Flexible charging can allow at least 60% more EVs to be charged
Ofgem has proposed system reforms on EV plans which will reduce the cost to consumers of meeting the extra demand from electric vehicles as well as connecting them and more renewable generation, battery storage and other new technologies to the grid.
Ofgem intends to work with the industry to overhaul energy system rules and put the reforms in place between 2022 and 2023.
According to Ofgem analysis, if owners use ‘flexible’ charging – where they only top up outside peak demand times on the grid – at least 60% more EVs could be charged up without needing to upgrade network infrastructure. This was compared to ‘inflexible’ charging where EVs are only charged at peak times.
Flexible charging allows EVs to be charged when energy prices are cheapest, for example when wind and solar power are generating lots of electricity or when there is less demand across the system.
Flexible charging also helps to keep energy costs down for all consumers as technology allows stored electricity from EV batteries to be sent back onto the grid when it is needed.
Ofgem’s proposed reforms will give incentives for customers to charge their EVs at the right time. The reforms will free up existing grid capacity to allow new generators, including businesses or other organisations that want to generate their own power on-site, to get connected to the grid more quickly. The reforms would make the electricity system more efficient by giving generators and other users more choice and flexibility on how they connect to the grid.
Jonathan Brearley, executive director, systems and networks, Ofgem, said: “Ofgem is working with the government to support the electric vehicle revolution in Britain which can bring big benefits to consumers. Our reforms will help more users charge their electric vehicles and save them money.
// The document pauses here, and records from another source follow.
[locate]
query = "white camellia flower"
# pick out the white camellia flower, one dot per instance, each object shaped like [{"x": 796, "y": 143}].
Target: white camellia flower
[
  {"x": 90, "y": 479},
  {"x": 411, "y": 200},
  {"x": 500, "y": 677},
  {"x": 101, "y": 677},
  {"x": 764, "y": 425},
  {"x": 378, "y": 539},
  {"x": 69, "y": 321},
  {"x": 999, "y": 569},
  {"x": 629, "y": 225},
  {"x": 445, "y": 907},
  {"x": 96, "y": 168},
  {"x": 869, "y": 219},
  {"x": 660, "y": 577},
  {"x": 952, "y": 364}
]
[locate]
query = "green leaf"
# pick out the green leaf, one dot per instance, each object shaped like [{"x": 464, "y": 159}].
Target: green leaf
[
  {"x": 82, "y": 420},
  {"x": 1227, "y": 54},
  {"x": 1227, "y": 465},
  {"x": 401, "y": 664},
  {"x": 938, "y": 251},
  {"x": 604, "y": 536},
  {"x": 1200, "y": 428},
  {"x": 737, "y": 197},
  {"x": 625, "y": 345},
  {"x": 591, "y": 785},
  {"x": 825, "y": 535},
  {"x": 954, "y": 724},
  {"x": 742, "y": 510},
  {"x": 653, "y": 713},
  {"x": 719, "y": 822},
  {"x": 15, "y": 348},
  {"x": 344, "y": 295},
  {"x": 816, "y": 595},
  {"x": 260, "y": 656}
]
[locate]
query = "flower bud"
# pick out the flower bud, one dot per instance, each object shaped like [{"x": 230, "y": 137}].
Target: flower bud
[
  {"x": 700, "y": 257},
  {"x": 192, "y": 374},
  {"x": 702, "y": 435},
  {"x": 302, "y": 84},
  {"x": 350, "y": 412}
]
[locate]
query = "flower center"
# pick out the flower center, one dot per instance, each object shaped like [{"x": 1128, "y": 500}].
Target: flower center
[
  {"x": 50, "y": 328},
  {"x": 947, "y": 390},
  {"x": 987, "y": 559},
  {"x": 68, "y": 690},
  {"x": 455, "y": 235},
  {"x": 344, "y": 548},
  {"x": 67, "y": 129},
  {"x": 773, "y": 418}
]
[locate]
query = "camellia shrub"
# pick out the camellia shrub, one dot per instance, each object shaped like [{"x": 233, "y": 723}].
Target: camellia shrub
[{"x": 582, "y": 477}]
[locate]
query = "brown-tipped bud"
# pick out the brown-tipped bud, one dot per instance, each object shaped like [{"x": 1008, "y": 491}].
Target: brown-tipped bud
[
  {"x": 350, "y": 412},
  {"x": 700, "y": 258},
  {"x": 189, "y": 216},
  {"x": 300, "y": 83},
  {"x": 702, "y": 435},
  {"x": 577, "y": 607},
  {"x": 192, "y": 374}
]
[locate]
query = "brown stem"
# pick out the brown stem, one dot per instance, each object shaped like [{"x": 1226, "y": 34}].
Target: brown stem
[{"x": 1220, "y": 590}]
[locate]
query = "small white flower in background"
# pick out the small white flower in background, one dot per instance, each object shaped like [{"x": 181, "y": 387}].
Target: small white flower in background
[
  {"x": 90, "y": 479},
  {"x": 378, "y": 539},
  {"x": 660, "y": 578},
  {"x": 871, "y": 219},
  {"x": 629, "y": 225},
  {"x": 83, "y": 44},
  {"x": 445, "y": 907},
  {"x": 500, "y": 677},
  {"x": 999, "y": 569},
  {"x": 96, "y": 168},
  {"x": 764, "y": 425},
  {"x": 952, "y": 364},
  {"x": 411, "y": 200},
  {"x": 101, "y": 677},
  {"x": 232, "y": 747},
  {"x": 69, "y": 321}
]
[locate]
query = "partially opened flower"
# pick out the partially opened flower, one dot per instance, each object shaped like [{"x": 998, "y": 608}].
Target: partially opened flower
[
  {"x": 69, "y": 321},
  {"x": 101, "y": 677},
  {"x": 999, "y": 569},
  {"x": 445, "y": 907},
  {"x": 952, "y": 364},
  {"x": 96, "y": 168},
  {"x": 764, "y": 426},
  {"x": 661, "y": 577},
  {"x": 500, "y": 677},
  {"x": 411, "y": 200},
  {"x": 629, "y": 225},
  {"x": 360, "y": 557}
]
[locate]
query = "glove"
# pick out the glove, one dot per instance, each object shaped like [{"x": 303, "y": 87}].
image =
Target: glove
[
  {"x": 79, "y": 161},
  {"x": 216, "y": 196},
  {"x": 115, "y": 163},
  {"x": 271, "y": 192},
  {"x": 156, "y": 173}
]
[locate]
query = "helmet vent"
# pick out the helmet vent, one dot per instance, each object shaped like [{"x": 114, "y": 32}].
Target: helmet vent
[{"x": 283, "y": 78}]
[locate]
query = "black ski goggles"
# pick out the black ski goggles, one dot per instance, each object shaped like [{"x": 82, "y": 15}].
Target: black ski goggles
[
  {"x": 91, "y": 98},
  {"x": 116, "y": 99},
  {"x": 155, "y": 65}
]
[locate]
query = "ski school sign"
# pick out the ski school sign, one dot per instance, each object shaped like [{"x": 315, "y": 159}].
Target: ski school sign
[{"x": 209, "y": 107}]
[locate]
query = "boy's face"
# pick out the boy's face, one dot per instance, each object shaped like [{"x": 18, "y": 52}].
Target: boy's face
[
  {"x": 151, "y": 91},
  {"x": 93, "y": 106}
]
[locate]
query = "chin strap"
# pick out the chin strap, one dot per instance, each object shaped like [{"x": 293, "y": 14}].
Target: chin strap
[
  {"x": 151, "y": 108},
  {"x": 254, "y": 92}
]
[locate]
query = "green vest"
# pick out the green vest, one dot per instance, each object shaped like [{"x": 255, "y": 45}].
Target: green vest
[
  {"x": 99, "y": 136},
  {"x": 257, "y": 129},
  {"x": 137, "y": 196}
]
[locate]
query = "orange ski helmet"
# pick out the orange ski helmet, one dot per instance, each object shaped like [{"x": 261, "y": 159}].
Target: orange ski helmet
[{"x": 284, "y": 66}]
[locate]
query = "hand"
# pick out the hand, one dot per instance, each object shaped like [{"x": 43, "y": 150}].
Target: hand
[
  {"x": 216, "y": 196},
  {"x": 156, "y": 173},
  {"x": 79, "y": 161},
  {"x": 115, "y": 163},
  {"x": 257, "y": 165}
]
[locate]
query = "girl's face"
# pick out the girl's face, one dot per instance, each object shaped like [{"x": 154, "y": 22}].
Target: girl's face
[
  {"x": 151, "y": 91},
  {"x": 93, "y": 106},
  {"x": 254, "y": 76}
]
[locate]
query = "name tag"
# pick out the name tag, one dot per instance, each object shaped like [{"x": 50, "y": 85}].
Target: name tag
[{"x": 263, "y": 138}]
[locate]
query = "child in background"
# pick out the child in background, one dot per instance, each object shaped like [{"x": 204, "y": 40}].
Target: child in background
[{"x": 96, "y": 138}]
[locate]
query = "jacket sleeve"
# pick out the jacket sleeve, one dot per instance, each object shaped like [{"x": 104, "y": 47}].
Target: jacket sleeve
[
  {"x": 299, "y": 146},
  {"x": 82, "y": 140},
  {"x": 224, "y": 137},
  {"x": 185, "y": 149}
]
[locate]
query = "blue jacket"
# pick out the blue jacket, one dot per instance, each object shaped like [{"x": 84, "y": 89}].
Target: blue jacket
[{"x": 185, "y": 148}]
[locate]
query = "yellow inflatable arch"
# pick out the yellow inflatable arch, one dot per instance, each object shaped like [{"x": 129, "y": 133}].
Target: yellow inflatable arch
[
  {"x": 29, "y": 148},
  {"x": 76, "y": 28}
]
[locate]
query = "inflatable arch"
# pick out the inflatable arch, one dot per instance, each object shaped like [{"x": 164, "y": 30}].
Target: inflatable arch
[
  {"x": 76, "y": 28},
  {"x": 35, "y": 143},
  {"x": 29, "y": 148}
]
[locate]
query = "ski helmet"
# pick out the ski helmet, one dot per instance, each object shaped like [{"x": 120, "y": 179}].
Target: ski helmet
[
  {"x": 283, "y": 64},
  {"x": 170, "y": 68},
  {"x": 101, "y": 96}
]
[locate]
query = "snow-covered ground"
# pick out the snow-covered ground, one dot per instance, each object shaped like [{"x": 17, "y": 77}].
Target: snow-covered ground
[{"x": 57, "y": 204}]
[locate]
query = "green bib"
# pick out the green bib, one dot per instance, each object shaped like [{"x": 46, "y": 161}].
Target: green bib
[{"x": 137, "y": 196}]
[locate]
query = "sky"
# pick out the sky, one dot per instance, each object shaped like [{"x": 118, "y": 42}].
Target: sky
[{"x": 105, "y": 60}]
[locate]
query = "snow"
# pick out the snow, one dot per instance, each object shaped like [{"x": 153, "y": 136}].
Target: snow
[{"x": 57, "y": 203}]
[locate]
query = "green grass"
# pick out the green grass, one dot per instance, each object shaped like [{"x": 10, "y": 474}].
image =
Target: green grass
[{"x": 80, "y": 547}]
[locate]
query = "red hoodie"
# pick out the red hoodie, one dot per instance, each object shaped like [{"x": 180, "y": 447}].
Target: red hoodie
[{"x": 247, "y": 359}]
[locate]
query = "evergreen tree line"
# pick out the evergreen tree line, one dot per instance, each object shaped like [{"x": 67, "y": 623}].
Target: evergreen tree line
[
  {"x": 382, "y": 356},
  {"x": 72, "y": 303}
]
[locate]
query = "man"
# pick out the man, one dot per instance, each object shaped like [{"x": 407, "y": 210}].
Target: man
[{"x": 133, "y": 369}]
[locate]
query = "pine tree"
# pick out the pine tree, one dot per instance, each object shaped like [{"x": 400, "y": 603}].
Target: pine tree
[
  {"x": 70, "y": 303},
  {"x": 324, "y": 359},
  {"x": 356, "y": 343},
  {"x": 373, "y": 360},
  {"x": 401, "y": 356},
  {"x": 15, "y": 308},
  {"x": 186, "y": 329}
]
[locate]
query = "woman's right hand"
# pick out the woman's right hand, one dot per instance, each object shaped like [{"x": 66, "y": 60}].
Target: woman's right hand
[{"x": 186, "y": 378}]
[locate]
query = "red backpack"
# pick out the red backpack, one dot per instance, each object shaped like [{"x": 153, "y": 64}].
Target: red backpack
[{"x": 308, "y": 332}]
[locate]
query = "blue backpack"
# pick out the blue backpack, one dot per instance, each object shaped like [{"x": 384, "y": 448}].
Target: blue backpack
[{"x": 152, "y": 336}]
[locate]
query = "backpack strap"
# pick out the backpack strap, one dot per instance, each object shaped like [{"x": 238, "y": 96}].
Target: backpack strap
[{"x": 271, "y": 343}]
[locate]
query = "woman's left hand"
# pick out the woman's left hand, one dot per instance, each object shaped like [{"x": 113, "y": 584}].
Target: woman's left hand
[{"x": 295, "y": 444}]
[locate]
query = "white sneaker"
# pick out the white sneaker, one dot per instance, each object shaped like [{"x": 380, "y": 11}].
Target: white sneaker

“The proposals we have announced today will also harness the benefits of electric vehicles and other new technologies to help manage the energy system and keep costs down for all consumers. The way we generate, transport and use electricity – and power our cars – is undergoing a radical transformation in Great Britain. Ofgem will ensure that the energy system is fit for this exciting, cleaner future and at the lowest cost for consumers.”